The dashboard is the product. The science underneath is still being audited.
The opportunity hiding inside the problem
Here is the interesting twist. The same paper that flags pseudomethylation as a confounder also reports that those signals are uniquely age predictive in their own right. That is not just a bug; it is potentially a new lane. If non-methylation array signals carry independent information about chronological age, future clocks could explicitly incorporate them — or, better, separate them — to produce a cleaner read on what is actually changing as a person ages versus what is fixed by their genome or introduced by the assay.
That is how the field tends to move. A first generation of clocks proved the concept. A second generation chased biological age, mortality risk, and pace-of-aging metrics. A third generation, if this line of work holds up, may be defined by how rigorously it strips out the confounders the early clocks were inadvertently leaning on. The consumer market will follow, eventually. It usually does.
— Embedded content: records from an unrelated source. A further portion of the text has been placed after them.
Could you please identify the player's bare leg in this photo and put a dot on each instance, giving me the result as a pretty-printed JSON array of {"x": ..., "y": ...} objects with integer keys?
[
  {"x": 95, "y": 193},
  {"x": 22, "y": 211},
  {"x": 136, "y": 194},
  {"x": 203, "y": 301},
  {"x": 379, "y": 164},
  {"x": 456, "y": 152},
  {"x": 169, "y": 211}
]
For now, the practical posture is the unglamorous one. If you are tracking your own optimization, an epigenetic age report is a reasonable data point to collect, especially over long intervals and from the same provider using the same sample type. It is a poor scoreboard for a six-week protocol. And it is not, despite the framing on most product pages, a verdict on how well you are aging. The clocks are real instruments. They are also, as of mid-2025, instruments whose calibration is openly being revised in the literature.
The most useful response to a biological-age result is usually the least dramatic one.
The looksmaxing instinct — measure everything, optimize relentlessly — is, on balance, a good one. It is what turns vague intentions into routines that compound. But measurement only pays off when the instrument is honest about what it is measuring. The GeroScience paper is a useful reminder that the most prestigious number in longevity is still, in important ways, under construction. The smartest move is not to abandon the tools. It is to hold them at the confidence level the evidence currently supports — and to keep an eye on the next generation of clocks, which may finally tell us something the first generation only implied.